Raw data availability: the small-molecule crystallography perspective
In a research climate that encourages the application of ‘FAIR’ data principles (that scientific data be Findable, Accessible, Interoperable and Reusable), crystallography has been able to hold its head high. Development of the Crystallographic Information Framework has led to the standardisation of datafile formats (and, more importantly, the precise codification of machine-readable terms for describing all useful attributes of data and associated metadata). Journals have required deposition of derived data in the form of atomic positional coordinates and displacement parameters, and, in many cases, the structure factors or Rietveld profiles from which models have been derived. The value of collecting these results as aggregated collections of searchable structural models in databases and journals has been well demonstrated over the last half-century.
However, in recent years, in line with concerns about research reproducibility (a 2018 Special Collection of Nature articles illustrates concerns in a variety of disciplines), focus in crystallography has shifted towards the desirability – or need – to retain and make available the primary experimental data (‘raw’ data) coming from the instruments. The IUCr commissioned a Diffraction Data Deposition Working Group (DDDWG) to consider the motivation and value of routinely storing and making available raw data sets.

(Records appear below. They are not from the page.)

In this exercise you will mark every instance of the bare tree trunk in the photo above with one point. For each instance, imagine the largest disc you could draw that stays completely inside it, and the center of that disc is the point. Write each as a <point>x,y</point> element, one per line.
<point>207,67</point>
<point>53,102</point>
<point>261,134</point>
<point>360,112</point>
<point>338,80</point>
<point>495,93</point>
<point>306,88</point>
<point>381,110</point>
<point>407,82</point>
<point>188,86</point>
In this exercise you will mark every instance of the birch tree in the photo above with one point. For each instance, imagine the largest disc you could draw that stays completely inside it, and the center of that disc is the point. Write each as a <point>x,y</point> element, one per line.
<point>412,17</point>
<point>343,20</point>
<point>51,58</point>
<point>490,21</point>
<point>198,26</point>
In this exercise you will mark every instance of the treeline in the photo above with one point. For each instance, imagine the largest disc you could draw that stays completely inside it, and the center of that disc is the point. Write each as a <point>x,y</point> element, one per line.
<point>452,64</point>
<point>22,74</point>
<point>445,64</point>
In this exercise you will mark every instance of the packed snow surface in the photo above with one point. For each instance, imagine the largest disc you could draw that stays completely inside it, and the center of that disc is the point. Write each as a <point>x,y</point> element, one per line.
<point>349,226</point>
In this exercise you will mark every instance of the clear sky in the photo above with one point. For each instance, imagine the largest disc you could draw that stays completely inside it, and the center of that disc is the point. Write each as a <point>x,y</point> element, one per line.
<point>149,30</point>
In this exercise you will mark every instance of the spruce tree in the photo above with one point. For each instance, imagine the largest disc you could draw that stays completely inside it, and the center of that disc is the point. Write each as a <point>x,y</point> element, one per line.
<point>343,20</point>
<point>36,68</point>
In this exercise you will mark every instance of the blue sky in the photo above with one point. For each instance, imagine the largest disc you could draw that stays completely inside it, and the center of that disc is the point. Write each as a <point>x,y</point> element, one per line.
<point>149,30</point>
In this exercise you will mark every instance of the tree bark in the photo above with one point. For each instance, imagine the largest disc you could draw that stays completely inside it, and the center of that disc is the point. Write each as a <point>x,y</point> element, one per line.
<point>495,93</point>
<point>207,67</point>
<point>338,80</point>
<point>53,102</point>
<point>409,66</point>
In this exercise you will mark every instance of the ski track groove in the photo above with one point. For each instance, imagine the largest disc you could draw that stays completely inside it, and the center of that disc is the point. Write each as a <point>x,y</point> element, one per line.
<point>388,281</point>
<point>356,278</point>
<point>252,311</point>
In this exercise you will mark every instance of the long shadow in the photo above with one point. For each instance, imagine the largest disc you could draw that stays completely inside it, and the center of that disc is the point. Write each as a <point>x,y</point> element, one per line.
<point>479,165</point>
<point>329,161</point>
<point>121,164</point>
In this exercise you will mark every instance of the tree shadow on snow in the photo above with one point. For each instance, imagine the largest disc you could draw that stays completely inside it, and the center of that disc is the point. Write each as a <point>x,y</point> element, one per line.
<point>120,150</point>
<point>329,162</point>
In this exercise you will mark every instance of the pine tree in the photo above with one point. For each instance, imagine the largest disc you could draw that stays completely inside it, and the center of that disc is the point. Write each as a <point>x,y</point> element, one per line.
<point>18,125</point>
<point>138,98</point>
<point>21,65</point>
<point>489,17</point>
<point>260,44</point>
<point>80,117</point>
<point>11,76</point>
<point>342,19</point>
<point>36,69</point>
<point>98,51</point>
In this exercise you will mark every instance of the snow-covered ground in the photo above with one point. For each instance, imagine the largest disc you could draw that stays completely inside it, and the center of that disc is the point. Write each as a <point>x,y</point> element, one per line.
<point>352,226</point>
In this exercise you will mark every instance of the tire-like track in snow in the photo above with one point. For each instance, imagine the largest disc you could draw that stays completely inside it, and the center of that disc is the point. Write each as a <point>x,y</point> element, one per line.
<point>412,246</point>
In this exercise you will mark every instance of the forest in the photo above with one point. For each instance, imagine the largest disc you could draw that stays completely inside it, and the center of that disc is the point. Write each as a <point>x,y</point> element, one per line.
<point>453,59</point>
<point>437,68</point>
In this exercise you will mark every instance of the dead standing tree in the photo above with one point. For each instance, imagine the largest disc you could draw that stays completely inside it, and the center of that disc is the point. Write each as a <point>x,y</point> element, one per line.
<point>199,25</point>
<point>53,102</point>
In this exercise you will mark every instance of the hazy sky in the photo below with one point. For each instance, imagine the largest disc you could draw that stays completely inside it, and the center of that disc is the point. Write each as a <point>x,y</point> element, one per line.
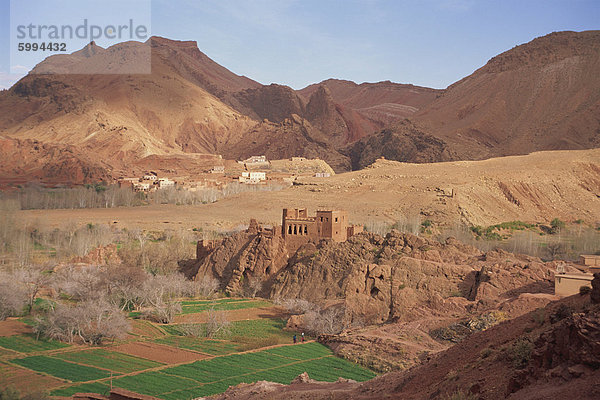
<point>297,42</point>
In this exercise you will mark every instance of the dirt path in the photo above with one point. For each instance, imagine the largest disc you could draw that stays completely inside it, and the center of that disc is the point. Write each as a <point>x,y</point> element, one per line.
<point>236,315</point>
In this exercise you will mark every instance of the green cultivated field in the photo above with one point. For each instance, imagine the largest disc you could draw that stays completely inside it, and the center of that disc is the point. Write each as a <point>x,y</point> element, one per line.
<point>62,369</point>
<point>111,360</point>
<point>94,387</point>
<point>89,370</point>
<point>206,346</point>
<point>28,344</point>
<point>206,377</point>
<point>191,307</point>
<point>241,330</point>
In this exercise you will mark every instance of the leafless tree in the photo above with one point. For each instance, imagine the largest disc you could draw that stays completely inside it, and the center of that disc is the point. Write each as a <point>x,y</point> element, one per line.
<point>217,323</point>
<point>124,286</point>
<point>93,322</point>
<point>31,279</point>
<point>13,297</point>
<point>80,282</point>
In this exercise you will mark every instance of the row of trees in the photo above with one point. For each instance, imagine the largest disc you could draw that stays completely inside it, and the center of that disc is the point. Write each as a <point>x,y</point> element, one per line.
<point>97,298</point>
<point>109,196</point>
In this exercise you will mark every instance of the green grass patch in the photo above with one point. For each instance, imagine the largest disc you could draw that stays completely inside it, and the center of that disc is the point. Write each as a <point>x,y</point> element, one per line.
<point>111,360</point>
<point>94,387</point>
<point>62,369</point>
<point>5,352</point>
<point>492,232</point>
<point>192,307</point>
<point>208,377</point>
<point>306,351</point>
<point>29,344</point>
<point>207,346</point>
<point>242,331</point>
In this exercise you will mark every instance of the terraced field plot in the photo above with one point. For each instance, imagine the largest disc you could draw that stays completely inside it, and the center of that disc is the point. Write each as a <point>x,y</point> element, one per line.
<point>206,346</point>
<point>111,360</point>
<point>25,380</point>
<point>62,369</point>
<point>94,387</point>
<point>212,376</point>
<point>29,344</point>
<point>244,335</point>
<point>190,307</point>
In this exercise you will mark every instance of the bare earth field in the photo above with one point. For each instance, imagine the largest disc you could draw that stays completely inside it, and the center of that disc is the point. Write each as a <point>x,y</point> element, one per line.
<point>13,327</point>
<point>535,187</point>
<point>158,352</point>
<point>25,380</point>
<point>236,315</point>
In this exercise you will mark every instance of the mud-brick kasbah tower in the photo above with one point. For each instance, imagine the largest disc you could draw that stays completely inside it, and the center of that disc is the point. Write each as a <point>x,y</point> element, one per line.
<point>297,228</point>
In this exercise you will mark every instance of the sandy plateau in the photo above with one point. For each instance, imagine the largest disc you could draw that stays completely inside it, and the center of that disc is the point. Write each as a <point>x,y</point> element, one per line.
<point>536,187</point>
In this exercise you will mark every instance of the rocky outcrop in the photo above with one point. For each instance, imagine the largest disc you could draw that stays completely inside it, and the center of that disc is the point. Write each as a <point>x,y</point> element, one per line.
<point>595,294</point>
<point>256,253</point>
<point>394,277</point>
<point>403,142</point>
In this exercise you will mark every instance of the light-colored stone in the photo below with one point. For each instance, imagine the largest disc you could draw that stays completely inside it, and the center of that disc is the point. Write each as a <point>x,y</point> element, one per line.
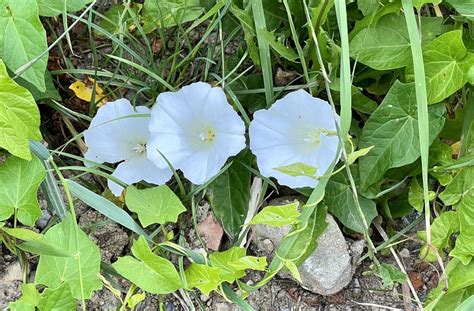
<point>329,268</point>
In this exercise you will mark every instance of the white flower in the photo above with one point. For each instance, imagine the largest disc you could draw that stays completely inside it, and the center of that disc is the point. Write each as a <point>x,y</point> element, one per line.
<point>115,135</point>
<point>298,128</point>
<point>196,130</point>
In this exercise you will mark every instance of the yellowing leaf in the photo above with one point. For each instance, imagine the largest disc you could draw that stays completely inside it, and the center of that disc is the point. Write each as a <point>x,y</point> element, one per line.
<point>84,90</point>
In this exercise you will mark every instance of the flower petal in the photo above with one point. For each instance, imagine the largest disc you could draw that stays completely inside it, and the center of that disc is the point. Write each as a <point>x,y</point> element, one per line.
<point>179,121</point>
<point>112,135</point>
<point>294,130</point>
<point>136,169</point>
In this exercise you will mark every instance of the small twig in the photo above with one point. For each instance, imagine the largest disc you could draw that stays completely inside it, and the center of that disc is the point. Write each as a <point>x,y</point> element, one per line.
<point>255,194</point>
<point>399,263</point>
<point>376,305</point>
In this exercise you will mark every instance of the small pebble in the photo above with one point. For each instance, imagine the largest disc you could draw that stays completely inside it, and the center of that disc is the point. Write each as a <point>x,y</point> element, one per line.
<point>405,253</point>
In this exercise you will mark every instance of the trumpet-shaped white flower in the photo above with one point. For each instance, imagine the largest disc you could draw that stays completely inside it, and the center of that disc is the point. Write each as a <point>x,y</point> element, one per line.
<point>196,130</point>
<point>298,128</point>
<point>117,134</point>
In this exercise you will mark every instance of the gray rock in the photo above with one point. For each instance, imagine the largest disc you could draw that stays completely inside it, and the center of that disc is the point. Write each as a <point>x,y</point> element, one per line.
<point>330,268</point>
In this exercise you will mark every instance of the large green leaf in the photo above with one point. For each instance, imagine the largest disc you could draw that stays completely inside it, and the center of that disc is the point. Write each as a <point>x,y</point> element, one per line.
<point>79,272</point>
<point>19,116</point>
<point>29,298</point>
<point>387,44</point>
<point>168,13</point>
<point>393,131</point>
<point>446,65</point>
<point>222,259</point>
<point>229,196</point>
<point>340,202</point>
<point>20,180</point>
<point>56,7</point>
<point>276,216</point>
<point>157,205</point>
<point>148,271</point>
<point>22,39</point>
<point>460,192</point>
<point>57,299</point>
<point>203,277</point>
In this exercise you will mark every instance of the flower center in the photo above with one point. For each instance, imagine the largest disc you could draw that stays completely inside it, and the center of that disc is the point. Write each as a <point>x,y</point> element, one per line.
<point>207,135</point>
<point>139,148</point>
<point>313,138</point>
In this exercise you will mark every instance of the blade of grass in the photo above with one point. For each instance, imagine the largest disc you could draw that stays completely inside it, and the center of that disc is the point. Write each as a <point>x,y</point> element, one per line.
<point>264,50</point>
<point>423,119</point>
<point>467,135</point>
<point>144,70</point>
<point>49,186</point>
<point>345,106</point>
<point>345,72</point>
<point>294,34</point>
<point>422,105</point>
<point>105,207</point>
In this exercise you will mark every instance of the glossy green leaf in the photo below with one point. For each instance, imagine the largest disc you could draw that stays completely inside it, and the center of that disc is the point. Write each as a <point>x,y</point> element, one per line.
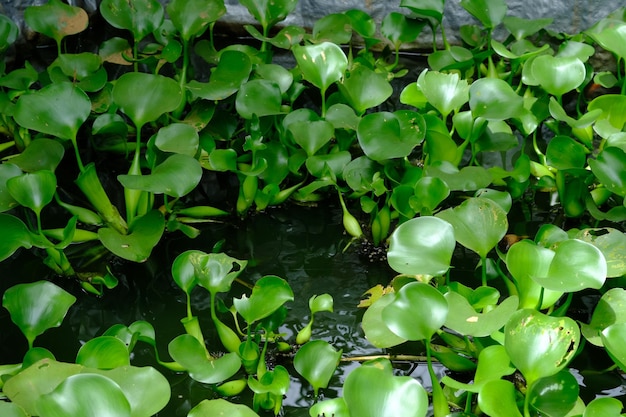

The DDDWG’s final report (2017) spanned all the IUCr Commissions and the opportunities for these communities to harness the massive increases in archiving capabilities, even for raw data. The first of 14 Recommendations was:
Authors should provide a permanent and prominent link from their article to the raw data sets which underpin their journal publication and associated database deposition of processed diffraction data (e.g. structure factor amplitudes and intensities) and coordinates, and which should obey the 'FAIR' principles.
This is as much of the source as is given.